Pater Cogolludo bezocht dien tempel in 1656; hij verhaalt ons dat
de trap zoo steil was dat hij er duizelig van werd, en dat hij in
een der zalen van het gebouw offeranden van cacao vond en sporen
van copal, die men er sedert kort gebrand had: hieruit blijkt dus,
dat de Indianen van Uxmal, honderd-vijftien jaren na de verovering,
nog aan hunne goden offerden. Daaruit blijkt ook, dat de tempel nog in
wezen was en dat de Indianen er nog hunne oude eeredienst uitoefenden.
Uxmal is de eenige stad, waar de gebouwen zoo geplaatst zijn, dat
men ze gezamenlijk overzien kan. Bepaaldelijk wordt de aandacht
getrokken door eene groote pyramide zonder monument, met eene breede
vlakke kruin, die den naam draagt van _Cerro de los sacrificios_,
heuvel der offeranden, waar de menschenoffers plaats grepen.

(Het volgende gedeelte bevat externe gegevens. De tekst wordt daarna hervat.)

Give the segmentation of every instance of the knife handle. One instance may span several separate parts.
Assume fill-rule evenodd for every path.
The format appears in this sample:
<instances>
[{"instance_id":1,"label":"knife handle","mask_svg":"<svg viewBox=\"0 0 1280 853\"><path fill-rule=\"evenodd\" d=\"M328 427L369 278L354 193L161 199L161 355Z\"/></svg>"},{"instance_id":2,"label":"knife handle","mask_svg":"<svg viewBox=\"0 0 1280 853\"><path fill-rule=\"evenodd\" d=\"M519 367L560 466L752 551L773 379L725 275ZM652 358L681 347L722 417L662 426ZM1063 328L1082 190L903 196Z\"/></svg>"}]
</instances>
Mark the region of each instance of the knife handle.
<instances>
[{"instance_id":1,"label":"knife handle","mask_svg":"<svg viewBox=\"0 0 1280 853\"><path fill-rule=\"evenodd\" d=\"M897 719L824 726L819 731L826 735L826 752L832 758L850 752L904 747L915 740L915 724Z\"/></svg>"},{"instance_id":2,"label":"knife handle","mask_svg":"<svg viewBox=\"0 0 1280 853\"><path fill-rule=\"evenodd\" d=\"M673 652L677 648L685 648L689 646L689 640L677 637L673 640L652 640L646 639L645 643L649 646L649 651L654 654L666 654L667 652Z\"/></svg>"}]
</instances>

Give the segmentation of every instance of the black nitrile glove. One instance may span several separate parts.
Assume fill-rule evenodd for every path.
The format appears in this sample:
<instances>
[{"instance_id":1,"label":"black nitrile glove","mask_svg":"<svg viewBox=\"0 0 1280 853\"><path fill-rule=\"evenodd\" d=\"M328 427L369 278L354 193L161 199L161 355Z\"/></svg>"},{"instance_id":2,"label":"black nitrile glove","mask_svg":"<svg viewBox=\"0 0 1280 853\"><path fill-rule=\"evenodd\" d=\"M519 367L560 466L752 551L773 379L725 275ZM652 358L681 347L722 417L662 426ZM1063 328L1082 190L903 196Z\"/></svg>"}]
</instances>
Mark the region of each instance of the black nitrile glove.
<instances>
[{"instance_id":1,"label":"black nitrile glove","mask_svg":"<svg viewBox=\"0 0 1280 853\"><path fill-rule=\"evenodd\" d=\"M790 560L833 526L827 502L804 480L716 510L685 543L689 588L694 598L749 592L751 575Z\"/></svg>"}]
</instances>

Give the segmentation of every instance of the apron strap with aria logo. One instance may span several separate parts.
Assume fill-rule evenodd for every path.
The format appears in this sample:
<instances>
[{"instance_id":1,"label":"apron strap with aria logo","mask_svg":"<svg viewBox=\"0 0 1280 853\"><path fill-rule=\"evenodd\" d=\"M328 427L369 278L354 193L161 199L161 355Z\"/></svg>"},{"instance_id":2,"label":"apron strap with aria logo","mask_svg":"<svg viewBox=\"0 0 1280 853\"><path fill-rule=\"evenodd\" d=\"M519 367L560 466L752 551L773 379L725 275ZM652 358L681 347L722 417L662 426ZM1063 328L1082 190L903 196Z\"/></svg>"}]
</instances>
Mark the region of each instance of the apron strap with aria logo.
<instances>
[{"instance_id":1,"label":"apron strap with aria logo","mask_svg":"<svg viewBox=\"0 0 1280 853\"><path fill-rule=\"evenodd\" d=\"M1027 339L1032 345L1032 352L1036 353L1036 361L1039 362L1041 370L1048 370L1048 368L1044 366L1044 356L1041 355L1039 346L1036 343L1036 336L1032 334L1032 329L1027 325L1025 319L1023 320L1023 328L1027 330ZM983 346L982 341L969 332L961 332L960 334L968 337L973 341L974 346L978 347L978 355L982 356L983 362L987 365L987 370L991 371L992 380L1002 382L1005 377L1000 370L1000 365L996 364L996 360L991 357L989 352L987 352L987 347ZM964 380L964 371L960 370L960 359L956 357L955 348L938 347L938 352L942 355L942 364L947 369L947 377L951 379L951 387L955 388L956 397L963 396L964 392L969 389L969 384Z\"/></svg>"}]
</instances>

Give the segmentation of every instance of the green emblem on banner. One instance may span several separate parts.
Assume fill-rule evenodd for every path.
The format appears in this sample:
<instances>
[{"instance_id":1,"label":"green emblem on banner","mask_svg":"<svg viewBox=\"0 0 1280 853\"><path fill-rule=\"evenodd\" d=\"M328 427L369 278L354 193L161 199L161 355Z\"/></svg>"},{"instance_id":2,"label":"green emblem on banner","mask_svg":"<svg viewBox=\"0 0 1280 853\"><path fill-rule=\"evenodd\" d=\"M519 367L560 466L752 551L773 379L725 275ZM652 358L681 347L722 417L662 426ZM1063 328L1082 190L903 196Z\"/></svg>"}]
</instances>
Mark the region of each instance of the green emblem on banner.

Deze
pyramide zou dan eene navolging zijn van de mexikaansche tempels,
welke uit eene pyramide bestonden, met kleine houten kapellen waarin
de beelden van de afgoden stonden, en den _techcatl_, een blok steen
met bolle oppervlakte, waarop het slachtoffer werd uitgestrekt, zoodat
de vooruitstekende borst gemakkelijk door het mes van den priester
kon worden opengesneden, die er vervolgens het hart uitnam. Het
menschenoffer geschiedde altijd ten aanschouwe van het volk, aan
den rand der pyramide, van waar men vervolgens het lijk naar beneden
wierp, opdat de toeschouwers het onder zich zouden kunnen verdeelen
en verslinden.
De Tolteken daarentegen, bij wie het menschenoffer niet in gebruik was,
hadden werkelijk tempels op hunne pyramiden, naar de beschrijving te
oordeelen, geheel overeenkomende met die, welke men in Yucatan ziet,
waar zij deze wijze van bouwen invoerden en ontwikkelden. Vinden
wij dus bij de Mayas het menschenoffer en de daarmede verbonden
anthropophagie, dan kunnen wij dit gebruik alleen aan mexikaansche
invloeden toeschrijven: alle geschiedschrijvers verklaren dan ook
eenstemmig dat het de Azteken waren, die deze afschuwelijke gewoonte
in het schiereiland invoerden. Maar wij weten dat deze Azteken niet
voor het jaar 1440 als hulptroepen naar Mayapan konden komen. De voor
het voltrekken der menschenoffers bestemde monumenten kunnen dus niet
ouder zijn dan de tweede helft der vijftiende eeuw.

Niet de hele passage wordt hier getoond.